Saya kurang memahami tentang koperasi harian ini. Apakah sudah di atur dalam undang-undang atau belum, namun orang-orang sering menyebutnya sebagai koperasi berkedok rentenir. Jika benar, maka sangat menyayat hati. Bagaimana tidak menyayat hati, sebagaimana tidak di atur dalam undang-undang, atau berada di bawah naungan koperasi, pekerjaannya sangat berisiko. Itu jika dilihat dari segi hukum, tapi bagaimana dengan keselamatan kerja mereka, entah itu kecelakaan kerja atau sakit. Siapakah yang akan memperhatikan atau menolong mereka dikala sakit, atau cacat karena kecelakaan. Dan para pemodal besar, terus berkampanye "dengan kredit Anda akan menjadi kaya." Sampai ke ujung negeri.
Sekarang, tidak ada yang menyelamatkan kita, atau para pegawai koperasi harian. Semua terus dipaksa dan dieksploitasi oleh sistem berkedok menyejahterakan umat manusia.

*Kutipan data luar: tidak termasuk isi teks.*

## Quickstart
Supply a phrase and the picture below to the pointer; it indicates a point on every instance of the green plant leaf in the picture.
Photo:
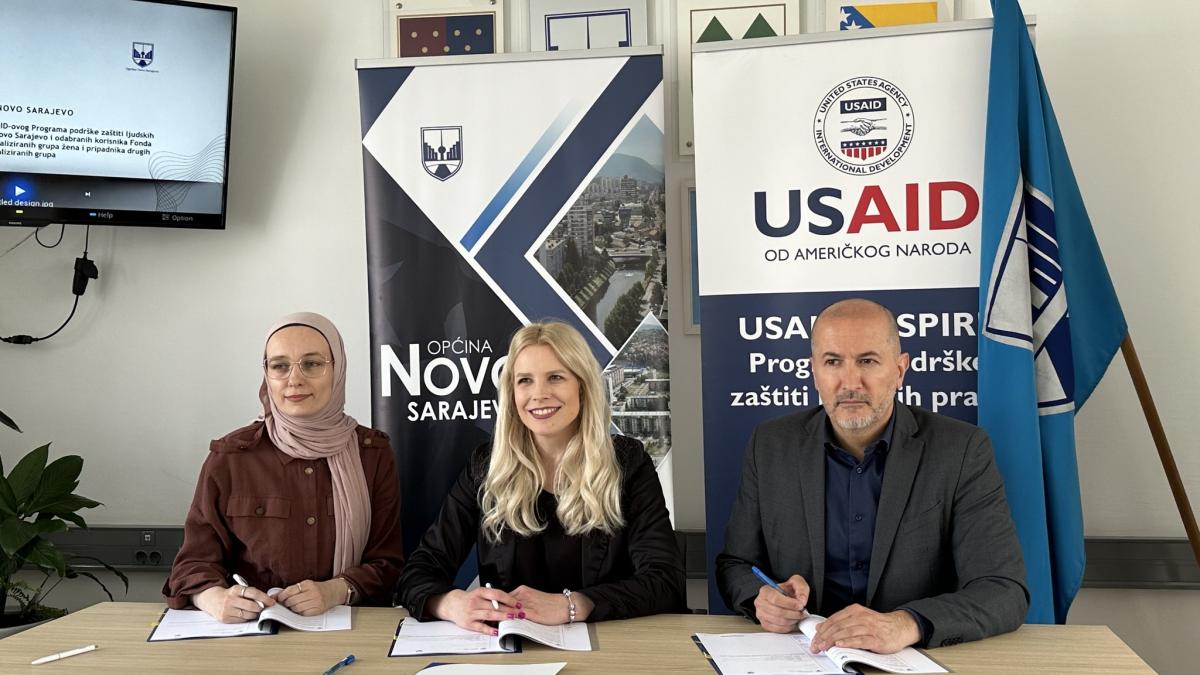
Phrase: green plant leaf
(28, 473)
(75, 518)
(94, 578)
(15, 533)
(46, 556)
(60, 477)
(69, 503)
(51, 526)
(106, 566)
(7, 500)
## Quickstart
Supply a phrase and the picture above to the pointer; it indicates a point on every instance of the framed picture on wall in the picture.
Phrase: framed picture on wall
(857, 15)
(588, 24)
(691, 267)
(444, 28)
(718, 21)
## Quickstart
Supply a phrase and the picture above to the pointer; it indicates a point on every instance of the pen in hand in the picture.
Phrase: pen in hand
(495, 604)
(762, 577)
(243, 583)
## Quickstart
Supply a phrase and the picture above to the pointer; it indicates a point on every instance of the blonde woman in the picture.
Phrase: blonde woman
(570, 521)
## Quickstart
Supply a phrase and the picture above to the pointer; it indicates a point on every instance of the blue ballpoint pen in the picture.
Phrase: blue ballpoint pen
(340, 664)
(762, 577)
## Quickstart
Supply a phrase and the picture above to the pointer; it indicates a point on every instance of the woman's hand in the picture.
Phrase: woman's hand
(235, 604)
(310, 598)
(551, 609)
(473, 609)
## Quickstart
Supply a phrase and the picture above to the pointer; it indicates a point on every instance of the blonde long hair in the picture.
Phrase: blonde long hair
(588, 479)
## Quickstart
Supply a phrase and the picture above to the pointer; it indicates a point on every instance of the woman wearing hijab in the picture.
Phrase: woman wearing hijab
(569, 521)
(304, 499)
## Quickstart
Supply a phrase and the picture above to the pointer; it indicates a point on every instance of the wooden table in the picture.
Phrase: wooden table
(652, 644)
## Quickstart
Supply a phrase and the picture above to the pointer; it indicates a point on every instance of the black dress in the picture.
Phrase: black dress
(634, 572)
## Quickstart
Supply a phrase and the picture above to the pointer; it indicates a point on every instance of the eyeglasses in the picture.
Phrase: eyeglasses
(310, 368)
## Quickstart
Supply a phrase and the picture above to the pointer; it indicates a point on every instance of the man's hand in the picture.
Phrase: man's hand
(868, 629)
(779, 613)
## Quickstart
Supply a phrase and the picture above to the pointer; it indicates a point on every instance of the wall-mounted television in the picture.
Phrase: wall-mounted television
(115, 112)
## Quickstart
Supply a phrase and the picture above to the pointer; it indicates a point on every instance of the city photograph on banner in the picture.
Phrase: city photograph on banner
(553, 211)
(607, 254)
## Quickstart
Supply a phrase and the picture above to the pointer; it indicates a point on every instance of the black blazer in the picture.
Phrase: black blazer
(634, 572)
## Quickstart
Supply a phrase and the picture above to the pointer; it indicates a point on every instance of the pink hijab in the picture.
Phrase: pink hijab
(328, 434)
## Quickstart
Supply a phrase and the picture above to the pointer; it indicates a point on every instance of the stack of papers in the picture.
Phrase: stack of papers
(418, 638)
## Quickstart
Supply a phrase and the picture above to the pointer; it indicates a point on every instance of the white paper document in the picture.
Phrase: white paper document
(415, 637)
(904, 661)
(773, 653)
(187, 623)
(763, 653)
(493, 669)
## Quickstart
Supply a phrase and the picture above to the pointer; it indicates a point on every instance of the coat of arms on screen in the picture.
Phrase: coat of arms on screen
(143, 54)
(442, 150)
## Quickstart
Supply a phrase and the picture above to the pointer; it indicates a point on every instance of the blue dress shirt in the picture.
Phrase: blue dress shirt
(852, 499)
(852, 496)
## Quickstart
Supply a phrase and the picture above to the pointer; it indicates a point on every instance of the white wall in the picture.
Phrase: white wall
(162, 354)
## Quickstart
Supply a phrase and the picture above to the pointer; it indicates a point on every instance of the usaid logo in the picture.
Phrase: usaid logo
(143, 54)
(863, 125)
(442, 150)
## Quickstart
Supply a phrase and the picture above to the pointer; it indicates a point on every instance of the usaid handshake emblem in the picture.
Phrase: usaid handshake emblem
(143, 54)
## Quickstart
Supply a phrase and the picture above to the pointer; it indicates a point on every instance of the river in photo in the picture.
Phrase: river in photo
(619, 281)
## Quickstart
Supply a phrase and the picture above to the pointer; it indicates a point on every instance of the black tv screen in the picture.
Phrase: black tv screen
(115, 112)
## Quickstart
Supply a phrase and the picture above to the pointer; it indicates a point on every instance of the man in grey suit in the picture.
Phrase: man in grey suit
(888, 519)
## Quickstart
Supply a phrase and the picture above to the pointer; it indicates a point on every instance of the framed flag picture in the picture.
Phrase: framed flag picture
(586, 24)
(715, 21)
(858, 15)
(444, 28)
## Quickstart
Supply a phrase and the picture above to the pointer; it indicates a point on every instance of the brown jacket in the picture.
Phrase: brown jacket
(270, 518)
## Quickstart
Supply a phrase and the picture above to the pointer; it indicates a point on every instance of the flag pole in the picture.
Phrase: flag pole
(1164, 447)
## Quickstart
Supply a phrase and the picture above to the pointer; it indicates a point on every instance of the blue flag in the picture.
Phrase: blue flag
(1050, 322)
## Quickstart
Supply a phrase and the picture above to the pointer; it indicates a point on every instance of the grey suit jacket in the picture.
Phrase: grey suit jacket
(945, 542)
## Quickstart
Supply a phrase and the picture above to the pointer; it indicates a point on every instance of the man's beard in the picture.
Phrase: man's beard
(859, 423)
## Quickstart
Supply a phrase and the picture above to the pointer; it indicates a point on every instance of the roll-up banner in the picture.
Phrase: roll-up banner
(503, 190)
(833, 166)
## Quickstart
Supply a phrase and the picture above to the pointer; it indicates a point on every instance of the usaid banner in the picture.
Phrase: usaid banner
(503, 190)
(831, 167)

Siapa yang sudah puas, di garasi penuh mobil bermerek, rumah penuh perabotan, kulkas penuh makanan, dan lemari penuh pakaian sesuai acara.

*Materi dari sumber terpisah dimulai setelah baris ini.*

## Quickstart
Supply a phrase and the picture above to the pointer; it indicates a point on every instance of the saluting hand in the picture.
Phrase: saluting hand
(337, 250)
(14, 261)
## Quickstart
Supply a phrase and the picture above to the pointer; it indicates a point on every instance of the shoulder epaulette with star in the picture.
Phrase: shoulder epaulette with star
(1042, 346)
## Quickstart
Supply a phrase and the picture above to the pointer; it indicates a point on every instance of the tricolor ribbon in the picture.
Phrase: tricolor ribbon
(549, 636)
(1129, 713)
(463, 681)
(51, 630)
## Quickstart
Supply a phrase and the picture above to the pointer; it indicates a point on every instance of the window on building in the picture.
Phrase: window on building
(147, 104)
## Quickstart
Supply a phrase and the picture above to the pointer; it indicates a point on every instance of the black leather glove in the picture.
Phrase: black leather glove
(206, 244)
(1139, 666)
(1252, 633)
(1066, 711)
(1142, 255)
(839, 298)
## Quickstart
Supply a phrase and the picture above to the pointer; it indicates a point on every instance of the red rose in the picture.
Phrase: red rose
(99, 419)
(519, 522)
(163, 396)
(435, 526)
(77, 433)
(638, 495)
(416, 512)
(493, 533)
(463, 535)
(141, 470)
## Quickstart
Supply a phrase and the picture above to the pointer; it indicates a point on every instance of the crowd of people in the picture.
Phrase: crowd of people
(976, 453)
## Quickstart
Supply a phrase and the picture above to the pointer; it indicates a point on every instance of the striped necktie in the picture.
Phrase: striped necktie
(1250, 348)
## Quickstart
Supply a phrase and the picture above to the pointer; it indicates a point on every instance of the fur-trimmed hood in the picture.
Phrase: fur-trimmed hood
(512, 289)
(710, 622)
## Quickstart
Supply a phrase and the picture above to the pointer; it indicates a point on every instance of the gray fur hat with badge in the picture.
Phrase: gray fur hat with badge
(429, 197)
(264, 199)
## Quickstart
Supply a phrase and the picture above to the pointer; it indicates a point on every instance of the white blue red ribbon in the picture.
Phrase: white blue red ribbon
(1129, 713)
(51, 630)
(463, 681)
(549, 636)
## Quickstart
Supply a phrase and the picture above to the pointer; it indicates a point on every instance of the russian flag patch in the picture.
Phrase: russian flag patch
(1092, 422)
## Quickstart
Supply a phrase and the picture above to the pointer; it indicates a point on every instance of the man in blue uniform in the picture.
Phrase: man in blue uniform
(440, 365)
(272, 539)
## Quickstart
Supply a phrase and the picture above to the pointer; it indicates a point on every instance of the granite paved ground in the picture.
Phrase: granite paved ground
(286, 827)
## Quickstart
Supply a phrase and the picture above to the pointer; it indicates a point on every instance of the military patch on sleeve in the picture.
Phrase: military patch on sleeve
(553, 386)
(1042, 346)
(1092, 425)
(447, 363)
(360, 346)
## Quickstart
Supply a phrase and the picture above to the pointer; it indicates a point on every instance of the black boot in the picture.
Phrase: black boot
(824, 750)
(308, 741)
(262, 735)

Entah ini konspirasi atau bukan, kehidupan kita sekarang disetir oleh modernitas. Tak perlu jauh-jauh sampai ke konspirasi elite global. Namun nyata dan secara terang-terangan, modernitas memberitahu kita. Melalui buruh yang diperas siang dan malam, dan hanya ketahuan tidur satu sampai dua menit, langsung dipecat. Melalui kita yang terus-menerus mencari dan mengeluarkan uang, hanya untuk membeli kuota agar bisa menggeser beranda TikTok, atau yang paling menyayat, hilangnya nyawa seorang pegawai koperasi akibat kecelakaan di sebuah jalanan sunyi dan tidak ada yang melihat, kecuali burung kecil yang berkicau dan embusan angin pelan di pagi hari. Jika kita sadar akan kebutuhan, kita juga harus lebih sadar kepada, siapa diri kita, posisi di mana kita berada, dan mana yang sesuai dengan prioritas kehidupan manusia, secara esensial.